The flagship Help to Buy scheme will not help Hampshire families on modest incomes climb onto the property ladder, a study has found.

Eye-watering mortgage repayment costs will continue to put home ownership out of the reach of low and middle-income families, a think-tank warned.

It is calling, instead, for more ‘shared ownership’ with housing associations, which would be “more affordable and much lower-risk” than Help to Buy.

The conclusions will embarrass David Cameron, who has championed the scheme as a way for ordinary people to achieve the dream of home ownership.

The Treasury is underwriting up to £130bn of home loans to persuade lenders to make mortgages available with a deposit of just five per cent of the purchase price.

In Southampton, where a typical terraced home costs £160,000, a buyer would have to find just £8,000 – instead of up to £30,000, as currently demanded.

But think-tank the Resolution Foundation said the problem was the scale of monthly mortgage repayments, not simply finding the required deposit. It found that in a staggering two-thirds of the country they could not be afforded by a couple with one child on a disposable income (after tax) of £22,000.

A mortgage is widely considered to be unaffordable if a household must set aside more than 35 per cent of its post-tax income for the mortgage. In Southampton a couple would need to spend 49 per cent of their available cash – or £900 a month – to repay the home loan. And that proportion would be even higher in most of Hampshire, in Fareham (53 per cent), Eastleigh (54 per cent), Test Valley (54 per cent) and New Forest (63 per cent).

In Winchester a couple with a post-tax income of £22,000 would have to put aside a staggering 73 per cent of it – or £1,337 each month – for the mortgage.

Vidhya Alakeson, the thinktank’s deputy chief executive, said: “The aspiration to own a home remains strong among millions of families.

“But the growing gap between renting and home ownership is too great for many, especially in London, but also in hotspots across the country.”

In contrast the same couple could afford a 25 per cent share of a two-bedroom home across Hampshire – spending 24 per cent of post-tax income in Southampton, for example.
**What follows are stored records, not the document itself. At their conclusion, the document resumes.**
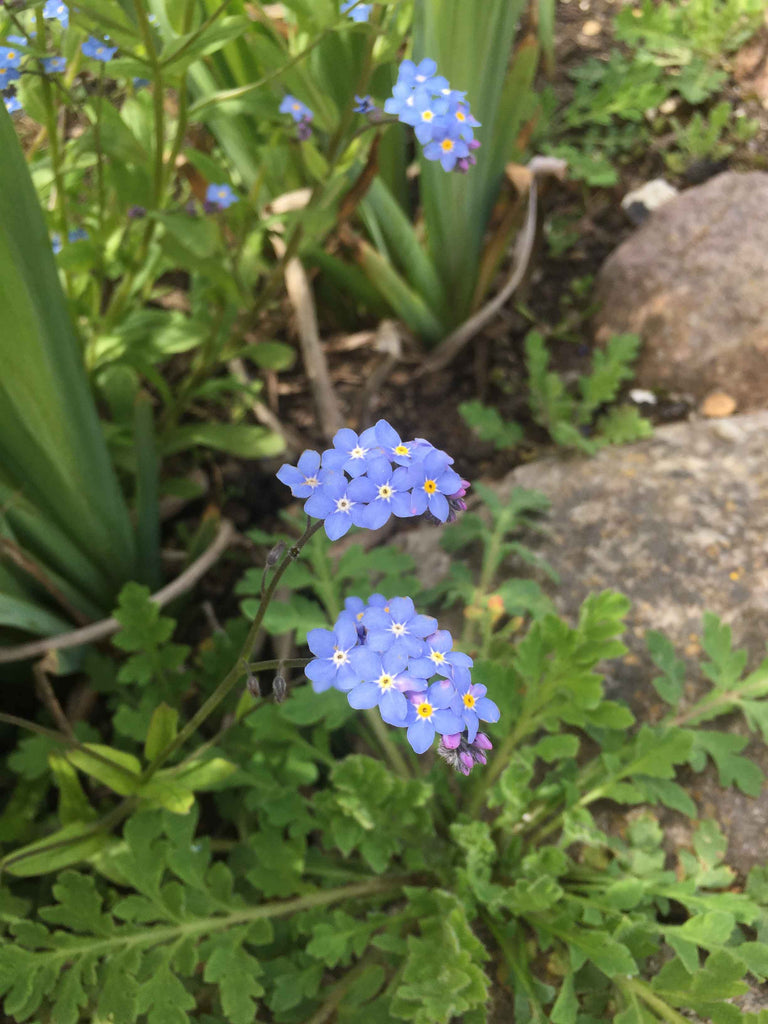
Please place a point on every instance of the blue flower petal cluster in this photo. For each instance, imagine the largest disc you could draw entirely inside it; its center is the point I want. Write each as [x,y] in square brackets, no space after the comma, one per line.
[359,13]
[300,114]
[366,478]
[54,66]
[439,116]
[56,11]
[98,49]
[382,653]
[220,197]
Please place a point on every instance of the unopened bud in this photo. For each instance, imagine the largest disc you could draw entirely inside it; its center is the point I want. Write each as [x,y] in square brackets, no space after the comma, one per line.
[273,557]
[253,686]
[280,689]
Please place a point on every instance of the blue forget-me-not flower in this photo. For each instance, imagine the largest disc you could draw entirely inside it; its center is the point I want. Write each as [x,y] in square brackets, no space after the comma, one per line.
[220,197]
[98,49]
[359,13]
[439,115]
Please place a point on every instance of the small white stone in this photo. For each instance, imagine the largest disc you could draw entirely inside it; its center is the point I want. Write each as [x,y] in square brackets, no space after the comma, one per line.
[640,396]
[651,195]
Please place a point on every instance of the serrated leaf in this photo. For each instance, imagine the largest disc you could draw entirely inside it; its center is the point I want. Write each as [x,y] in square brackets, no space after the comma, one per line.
[670,685]
[725,666]
[67,846]
[605,952]
[163,728]
[724,750]
[565,1010]
[489,426]
[235,971]
[552,749]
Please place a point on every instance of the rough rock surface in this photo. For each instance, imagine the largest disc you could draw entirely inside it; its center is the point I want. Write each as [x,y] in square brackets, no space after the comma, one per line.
[680,524]
[692,282]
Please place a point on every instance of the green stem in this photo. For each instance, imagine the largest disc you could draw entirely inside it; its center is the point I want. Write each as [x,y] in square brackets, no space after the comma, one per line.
[392,752]
[157,90]
[69,741]
[114,817]
[514,954]
[648,996]
[242,666]
[196,35]
[335,153]
[206,926]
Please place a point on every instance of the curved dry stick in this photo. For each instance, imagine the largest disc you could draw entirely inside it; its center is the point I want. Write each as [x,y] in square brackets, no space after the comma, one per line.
[451,346]
[103,629]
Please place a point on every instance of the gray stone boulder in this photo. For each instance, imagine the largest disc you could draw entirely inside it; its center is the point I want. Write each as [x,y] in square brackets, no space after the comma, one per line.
[679,523]
[692,282]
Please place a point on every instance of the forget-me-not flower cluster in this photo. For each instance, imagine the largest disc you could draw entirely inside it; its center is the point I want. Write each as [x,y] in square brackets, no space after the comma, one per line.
[366,478]
[360,12]
[382,653]
[439,116]
[14,57]
[300,113]
[10,62]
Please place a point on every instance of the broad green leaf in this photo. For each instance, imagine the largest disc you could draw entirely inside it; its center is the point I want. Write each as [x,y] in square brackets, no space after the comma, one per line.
[75,842]
[240,439]
[163,728]
[118,769]
[51,446]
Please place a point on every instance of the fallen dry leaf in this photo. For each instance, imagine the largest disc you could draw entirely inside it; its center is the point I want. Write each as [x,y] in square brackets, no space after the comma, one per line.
[718,404]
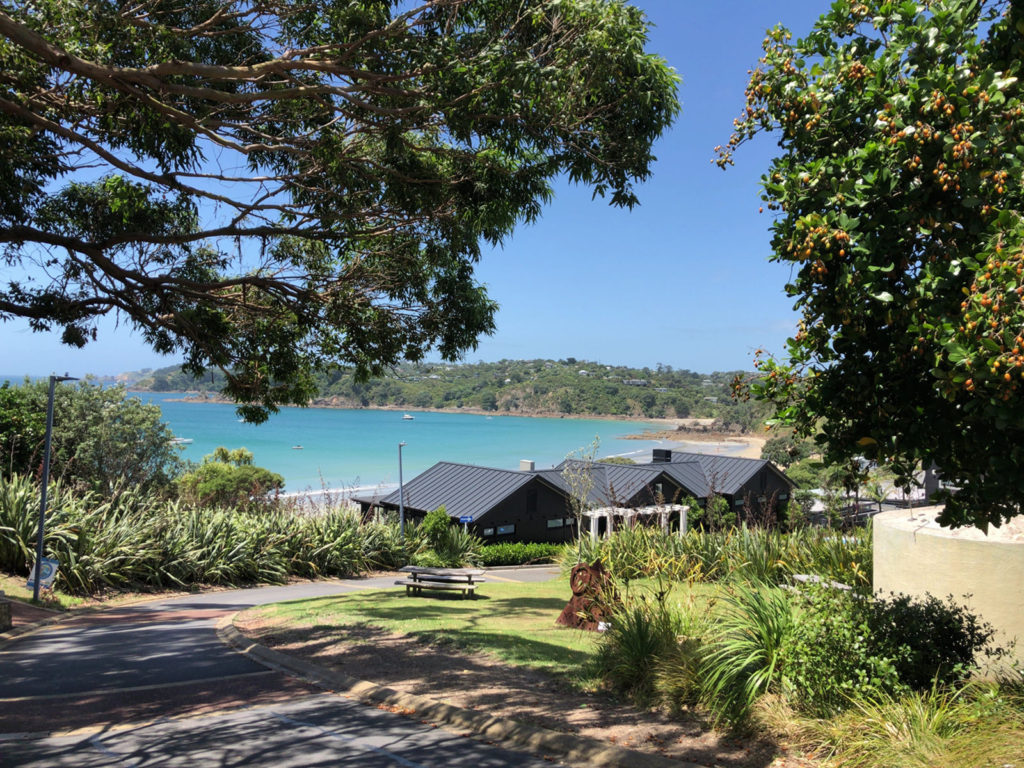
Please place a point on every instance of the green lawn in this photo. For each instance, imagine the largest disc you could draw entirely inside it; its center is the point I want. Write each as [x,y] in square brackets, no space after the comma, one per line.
[515,623]
[13,587]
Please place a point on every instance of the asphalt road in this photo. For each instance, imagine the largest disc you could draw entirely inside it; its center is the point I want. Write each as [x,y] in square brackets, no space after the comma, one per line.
[151,684]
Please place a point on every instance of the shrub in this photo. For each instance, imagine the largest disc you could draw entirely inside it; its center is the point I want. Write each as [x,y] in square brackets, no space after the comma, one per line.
[456,548]
[519,553]
[434,525]
[933,642]
[830,657]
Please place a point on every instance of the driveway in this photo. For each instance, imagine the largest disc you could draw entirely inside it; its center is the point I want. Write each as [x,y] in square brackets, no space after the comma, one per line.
[151,684]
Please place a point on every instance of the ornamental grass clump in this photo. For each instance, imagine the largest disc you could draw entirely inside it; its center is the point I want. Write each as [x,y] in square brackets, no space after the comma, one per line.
[744,651]
[643,632]
[132,540]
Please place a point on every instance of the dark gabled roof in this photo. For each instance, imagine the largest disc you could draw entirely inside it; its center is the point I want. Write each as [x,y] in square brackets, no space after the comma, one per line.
[468,491]
[464,489]
[620,483]
[688,474]
[725,474]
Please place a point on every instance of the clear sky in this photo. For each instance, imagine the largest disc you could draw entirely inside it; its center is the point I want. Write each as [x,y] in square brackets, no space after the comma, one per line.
[683,280]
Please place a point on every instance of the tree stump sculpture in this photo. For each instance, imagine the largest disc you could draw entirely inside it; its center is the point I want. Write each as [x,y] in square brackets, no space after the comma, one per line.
[592,597]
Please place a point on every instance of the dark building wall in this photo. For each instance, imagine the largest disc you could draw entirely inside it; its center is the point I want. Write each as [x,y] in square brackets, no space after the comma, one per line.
[763,488]
[531,512]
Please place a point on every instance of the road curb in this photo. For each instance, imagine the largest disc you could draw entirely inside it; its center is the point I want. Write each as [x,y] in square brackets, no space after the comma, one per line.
[537,739]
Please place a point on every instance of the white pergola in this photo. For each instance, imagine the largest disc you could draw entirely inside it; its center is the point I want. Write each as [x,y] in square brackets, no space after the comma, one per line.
[629,514]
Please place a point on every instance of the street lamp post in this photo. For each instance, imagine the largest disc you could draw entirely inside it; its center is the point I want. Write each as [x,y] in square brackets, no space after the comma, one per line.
[46,481]
[401,498]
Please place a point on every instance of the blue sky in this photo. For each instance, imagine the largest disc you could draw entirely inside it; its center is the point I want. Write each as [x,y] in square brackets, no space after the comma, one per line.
[683,280]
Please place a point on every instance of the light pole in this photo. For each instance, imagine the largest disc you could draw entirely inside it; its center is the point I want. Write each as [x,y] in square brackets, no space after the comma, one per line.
[46,481]
[401,498]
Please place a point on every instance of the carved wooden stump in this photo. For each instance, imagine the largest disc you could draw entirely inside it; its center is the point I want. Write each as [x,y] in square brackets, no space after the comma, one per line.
[590,604]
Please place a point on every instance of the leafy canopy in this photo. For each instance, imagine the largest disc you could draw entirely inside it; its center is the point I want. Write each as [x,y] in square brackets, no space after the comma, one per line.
[269,188]
[102,440]
[898,198]
[229,479]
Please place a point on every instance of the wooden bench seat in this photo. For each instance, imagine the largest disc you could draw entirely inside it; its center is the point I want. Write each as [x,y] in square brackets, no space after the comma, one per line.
[463,580]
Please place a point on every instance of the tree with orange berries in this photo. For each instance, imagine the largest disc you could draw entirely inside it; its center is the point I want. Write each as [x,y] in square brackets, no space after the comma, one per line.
[898,201]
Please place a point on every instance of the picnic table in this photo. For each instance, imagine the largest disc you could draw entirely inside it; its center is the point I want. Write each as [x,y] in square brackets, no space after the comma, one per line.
[464,580]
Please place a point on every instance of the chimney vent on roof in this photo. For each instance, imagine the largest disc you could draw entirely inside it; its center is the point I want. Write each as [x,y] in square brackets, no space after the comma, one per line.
[660,456]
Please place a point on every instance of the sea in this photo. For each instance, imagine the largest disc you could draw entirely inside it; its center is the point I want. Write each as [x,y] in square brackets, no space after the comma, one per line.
[346,450]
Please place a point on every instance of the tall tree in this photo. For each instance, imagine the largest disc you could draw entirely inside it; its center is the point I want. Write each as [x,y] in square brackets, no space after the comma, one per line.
[898,199]
[271,186]
[102,440]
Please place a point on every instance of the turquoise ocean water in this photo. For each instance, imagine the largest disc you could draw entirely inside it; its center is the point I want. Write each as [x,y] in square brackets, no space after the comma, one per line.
[346,449]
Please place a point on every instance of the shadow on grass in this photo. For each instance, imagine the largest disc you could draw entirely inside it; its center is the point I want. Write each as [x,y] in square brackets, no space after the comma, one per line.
[449,667]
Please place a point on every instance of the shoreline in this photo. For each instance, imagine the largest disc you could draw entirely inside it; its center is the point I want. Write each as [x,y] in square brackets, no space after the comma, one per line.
[336,406]
[671,428]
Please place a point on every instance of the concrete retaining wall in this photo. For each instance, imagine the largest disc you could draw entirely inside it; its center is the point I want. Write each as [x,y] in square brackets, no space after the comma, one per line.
[912,554]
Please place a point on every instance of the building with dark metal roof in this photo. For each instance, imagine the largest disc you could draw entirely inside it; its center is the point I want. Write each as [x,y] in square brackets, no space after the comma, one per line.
[535,505]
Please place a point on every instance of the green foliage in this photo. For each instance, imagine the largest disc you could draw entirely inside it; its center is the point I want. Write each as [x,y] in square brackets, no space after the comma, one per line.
[643,629]
[759,555]
[833,658]
[744,654]
[227,478]
[519,553]
[899,194]
[784,450]
[101,439]
[848,648]
[380,145]
[437,543]
[435,524]
[976,726]
[139,541]
[457,548]
[933,642]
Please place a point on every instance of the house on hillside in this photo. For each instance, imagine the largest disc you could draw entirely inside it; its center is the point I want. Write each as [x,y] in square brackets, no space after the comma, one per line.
[534,505]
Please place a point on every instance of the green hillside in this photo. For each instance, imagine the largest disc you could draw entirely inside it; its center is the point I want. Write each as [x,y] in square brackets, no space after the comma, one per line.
[527,387]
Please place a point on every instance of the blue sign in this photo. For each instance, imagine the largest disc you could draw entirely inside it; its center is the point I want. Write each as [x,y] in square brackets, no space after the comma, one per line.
[48,572]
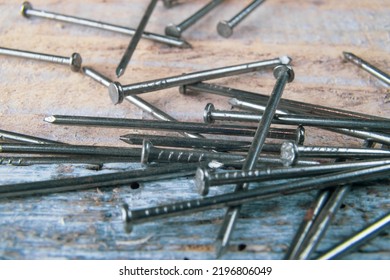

Furthermore, the Resolution Foundation’s study is based on property prices at the start of the year – before recent rises, which will have hiked mortgage costs further.

But Mr Cameron has hailed the scheme for “already delivering”, after 2,384 people put in offers in just the first four weeks of Help to Buy.

Earlier this month he said: “Most Help to Buy applicants are first-time buyers, young and have a roughly average household income.”